Furthermore, teachers’ unions transfer large sums out of the local communities for the support of the national union administration, including monies destined for donation to leftist political agencies and leftist politicians.
A union free Douglas County School District is currently released from the stranglehold of the “Federation of Teachers Association” union, an AFL-CIO affiliate.
The stage is now set for substantial improvements in K-12 education quality, as true “Teacher Pay for Performance” may now mature to the point that every student will have a great teacher every year!!
8) Why do you think Douglas County School District didn’t get the Accredited with Distinction status?
8) Two reasons:
1) The Colorado Dept. of Education changed the criteria for the distinction — with a substantial increase in the rigor of the criteria. None of the districts in the metropolitan area have made that grade.

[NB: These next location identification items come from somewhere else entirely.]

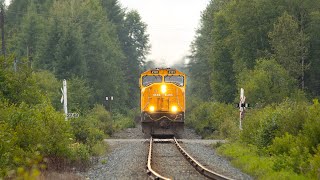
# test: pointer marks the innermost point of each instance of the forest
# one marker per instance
(99, 47)
(271, 48)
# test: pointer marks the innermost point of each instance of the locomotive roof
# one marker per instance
(162, 71)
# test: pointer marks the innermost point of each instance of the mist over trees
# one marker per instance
(234, 36)
(271, 49)
(99, 48)
(96, 41)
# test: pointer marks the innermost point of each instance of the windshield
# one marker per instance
(178, 80)
(148, 80)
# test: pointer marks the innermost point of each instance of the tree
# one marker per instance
(290, 46)
(267, 83)
(135, 46)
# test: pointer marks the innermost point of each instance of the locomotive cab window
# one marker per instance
(178, 80)
(148, 80)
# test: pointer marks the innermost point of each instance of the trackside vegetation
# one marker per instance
(271, 49)
(36, 137)
(99, 48)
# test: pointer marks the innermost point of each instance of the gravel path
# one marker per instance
(127, 159)
(167, 161)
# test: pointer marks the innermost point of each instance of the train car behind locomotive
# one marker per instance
(162, 101)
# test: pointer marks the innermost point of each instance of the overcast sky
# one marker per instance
(171, 25)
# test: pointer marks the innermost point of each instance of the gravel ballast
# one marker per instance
(127, 158)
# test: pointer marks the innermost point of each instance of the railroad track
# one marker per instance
(200, 168)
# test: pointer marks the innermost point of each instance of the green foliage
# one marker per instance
(79, 95)
(214, 119)
(233, 35)
(122, 122)
(285, 137)
(249, 159)
(49, 85)
(262, 126)
(267, 83)
(290, 45)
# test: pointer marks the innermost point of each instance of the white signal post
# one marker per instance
(242, 106)
(64, 98)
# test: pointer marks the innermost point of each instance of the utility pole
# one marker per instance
(2, 31)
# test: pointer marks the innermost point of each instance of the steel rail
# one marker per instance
(150, 171)
(200, 168)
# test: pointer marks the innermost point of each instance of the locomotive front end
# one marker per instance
(162, 102)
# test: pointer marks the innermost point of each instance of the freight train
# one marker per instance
(162, 101)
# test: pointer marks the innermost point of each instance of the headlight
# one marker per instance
(151, 108)
(174, 109)
(163, 89)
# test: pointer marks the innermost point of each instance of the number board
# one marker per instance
(154, 72)
(171, 72)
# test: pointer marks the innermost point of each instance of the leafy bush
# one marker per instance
(214, 119)
(267, 83)
(122, 122)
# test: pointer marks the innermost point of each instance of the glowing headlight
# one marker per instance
(174, 109)
(163, 88)
(151, 108)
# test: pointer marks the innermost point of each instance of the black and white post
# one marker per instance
(64, 98)
(242, 106)
(109, 101)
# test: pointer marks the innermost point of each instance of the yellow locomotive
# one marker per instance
(162, 101)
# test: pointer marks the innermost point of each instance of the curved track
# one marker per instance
(200, 168)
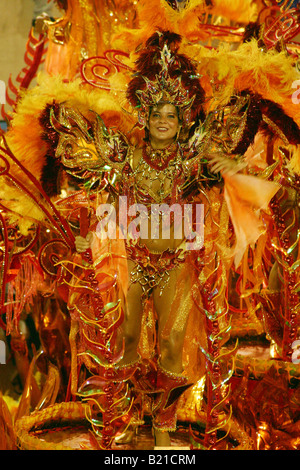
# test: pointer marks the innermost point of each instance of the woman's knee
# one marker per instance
(171, 347)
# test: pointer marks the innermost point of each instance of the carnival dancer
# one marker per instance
(170, 168)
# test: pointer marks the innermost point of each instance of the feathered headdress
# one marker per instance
(164, 75)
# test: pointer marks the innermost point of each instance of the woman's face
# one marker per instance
(163, 125)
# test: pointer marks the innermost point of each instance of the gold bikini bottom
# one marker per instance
(152, 269)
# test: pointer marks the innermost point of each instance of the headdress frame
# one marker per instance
(163, 75)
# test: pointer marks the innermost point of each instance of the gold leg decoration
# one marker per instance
(169, 388)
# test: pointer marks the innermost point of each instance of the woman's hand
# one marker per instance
(82, 244)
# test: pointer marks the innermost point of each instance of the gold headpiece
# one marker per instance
(164, 75)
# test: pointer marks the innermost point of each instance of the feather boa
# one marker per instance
(26, 141)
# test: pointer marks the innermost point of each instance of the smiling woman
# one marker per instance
(163, 125)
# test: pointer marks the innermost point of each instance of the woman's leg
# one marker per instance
(171, 347)
(131, 330)
(169, 376)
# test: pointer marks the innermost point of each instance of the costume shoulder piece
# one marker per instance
(84, 144)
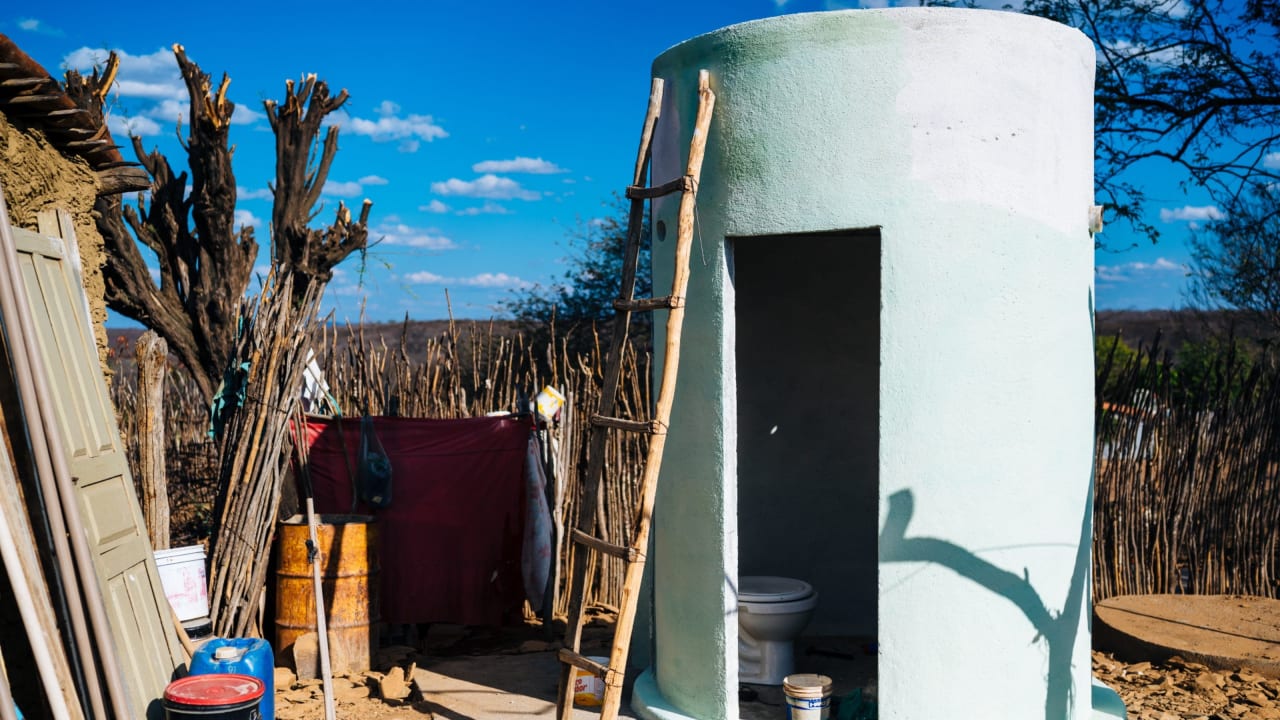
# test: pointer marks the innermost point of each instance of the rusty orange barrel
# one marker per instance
(348, 551)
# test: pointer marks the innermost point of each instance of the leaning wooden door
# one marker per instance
(145, 638)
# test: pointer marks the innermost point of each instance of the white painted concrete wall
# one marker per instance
(967, 137)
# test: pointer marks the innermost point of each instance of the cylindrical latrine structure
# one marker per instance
(887, 384)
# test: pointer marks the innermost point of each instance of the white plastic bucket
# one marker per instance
(588, 687)
(182, 574)
(808, 696)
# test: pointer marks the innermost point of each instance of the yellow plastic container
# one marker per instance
(589, 688)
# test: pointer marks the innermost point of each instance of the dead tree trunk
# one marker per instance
(309, 254)
(204, 261)
(152, 356)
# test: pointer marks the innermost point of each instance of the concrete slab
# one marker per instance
(1221, 630)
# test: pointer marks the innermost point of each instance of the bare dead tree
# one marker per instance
(205, 263)
(1194, 83)
(310, 254)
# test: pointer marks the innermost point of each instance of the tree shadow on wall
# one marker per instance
(1057, 630)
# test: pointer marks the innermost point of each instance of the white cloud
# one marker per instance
(351, 188)
(408, 236)
(411, 130)
(489, 208)
(490, 186)
(519, 164)
(246, 218)
(152, 78)
(1138, 270)
(483, 279)
(1191, 213)
(124, 126)
(256, 194)
(37, 26)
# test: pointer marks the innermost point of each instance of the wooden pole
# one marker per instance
(152, 354)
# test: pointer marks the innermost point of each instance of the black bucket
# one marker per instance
(220, 696)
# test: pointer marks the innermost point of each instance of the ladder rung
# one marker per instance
(684, 183)
(652, 427)
(577, 660)
(622, 551)
(641, 304)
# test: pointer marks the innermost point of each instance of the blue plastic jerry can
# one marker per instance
(243, 656)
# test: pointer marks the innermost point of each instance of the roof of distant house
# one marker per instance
(30, 94)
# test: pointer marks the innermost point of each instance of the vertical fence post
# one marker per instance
(152, 354)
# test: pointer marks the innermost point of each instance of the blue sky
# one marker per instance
(483, 132)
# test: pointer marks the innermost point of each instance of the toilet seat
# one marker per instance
(769, 589)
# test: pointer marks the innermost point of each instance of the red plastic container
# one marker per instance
(214, 697)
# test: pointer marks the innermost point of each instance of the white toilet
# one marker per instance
(771, 613)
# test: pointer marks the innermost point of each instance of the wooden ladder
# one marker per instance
(584, 531)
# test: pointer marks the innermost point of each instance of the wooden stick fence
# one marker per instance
(469, 369)
(1187, 490)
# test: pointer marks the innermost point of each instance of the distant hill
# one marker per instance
(1176, 327)
(416, 333)
(1137, 328)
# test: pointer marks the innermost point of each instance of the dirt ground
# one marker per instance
(478, 674)
(453, 674)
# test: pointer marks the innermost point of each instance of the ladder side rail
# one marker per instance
(666, 399)
(585, 519)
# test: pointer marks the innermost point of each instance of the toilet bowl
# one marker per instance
(771, 614)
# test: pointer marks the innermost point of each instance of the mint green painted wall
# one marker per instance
(967, 137)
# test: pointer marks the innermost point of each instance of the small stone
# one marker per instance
(306, 656)
(1208, 682)
(393, 686)
(1257, 698)
(350, 692)
(297, 696)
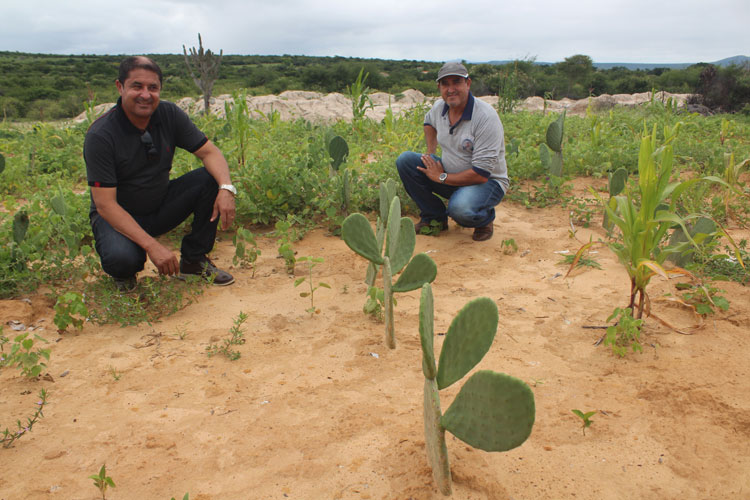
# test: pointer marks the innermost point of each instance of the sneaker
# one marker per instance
(125, 284)
(205, 269)
(426, 224)
(483, 233)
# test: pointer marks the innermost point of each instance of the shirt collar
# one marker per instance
(123, 118)
(466, 115)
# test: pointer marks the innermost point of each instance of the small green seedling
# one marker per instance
(70, 309)
(102, 481)
(311, 262)
(237, 338)
(9, 437)
(585, 418)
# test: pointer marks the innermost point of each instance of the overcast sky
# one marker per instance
(653, 31)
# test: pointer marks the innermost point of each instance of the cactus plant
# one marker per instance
(615, 185)
(551, 153)
(492, 411)
(400, 240)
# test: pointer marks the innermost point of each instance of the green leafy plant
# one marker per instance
(359, 93)
(492, 411)
(509, 246)
(585, 419)
(237, 338)
(311, 263)
(399, 246)
(246, 251)
(22, 354)
(9, 437)
(626, 332)
(102, 481)
(70, 309)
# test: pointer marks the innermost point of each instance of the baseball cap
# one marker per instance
(452, 68)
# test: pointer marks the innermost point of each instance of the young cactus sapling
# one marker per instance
(400, 240)
(492, 411)
(551, 152)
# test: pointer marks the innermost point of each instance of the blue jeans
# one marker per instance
(192, 193)
(469, 206)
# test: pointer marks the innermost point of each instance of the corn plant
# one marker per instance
(400, 240)
(359, 93)
(644, 217)
(492, 411)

2) Douglas County’s educational success rate was diminished significantly by the Colorado Dept. of Education’s insistence that the approx. 3,000 students served by the “Hope On-Line” school be included in the Douglas results.
Our school district is a major partner in this project as a public service to these online students — most from outside our county, living around the state — and who are economically underprivileged and come from disadvantaged situations.
This is a very worthy cause and a good example of the caring and giving nature of the citizens of our county — and our school district folks.
9) Do you support parent school choice? Give the biggest/reason why/why not?
9) Yes, most definitely — including a comprehensive “Choice Scholarship” (voucher system) that would allow all parents a substantial financial assistance obtained from the school district should any of our parents determine that a qualified private school setting is best for their own child. Such a parental decision may be in response to the particular characteristics and learning issues of their own child, or in response to the parents’ desire to have their child
learning in an environment that respects and promotes the values and principles they hold dear.
Parents certainly know their own children best — their characteristics, and learning styles and needs. They are best suited to determine which school setting is best for their kids and their family.
Also, of great importance, the granting of such choice to our parents stimulates competition between the several categories of options available (neighborhood schools, charter schools, private schools, home schooling) and even between the individual schools in some cases — all of which I view as a positive influence for the quality of education for our children.
Although I am not a current school board member, I would like to chime in on your question # 11.
11) Why so many closed-door meetings?
As a valid comparison, I estimate that at least 60% of the meeting time of the University of Colorado Board of Regents is spent behind closed doors in “executive session”.
The Colorado “Sunshine” laws apply to the Regents, as I believe they apply to school boards. If the Regents or a school board violates these laws by discussing “policy” in private, then they are in violation. However, individual personnel issues, property issues, and issues requiring legal advice to the board by its attorney, or outside attorneys (the legal advice portion of the discussion only) is allowed and expected to be conducted in private “executive session”.
It does not alarm or surprise me that our school board has spent 50% of its time “behind closed doors”, as such discussions typically consume such significant time spent by most any public education governing board.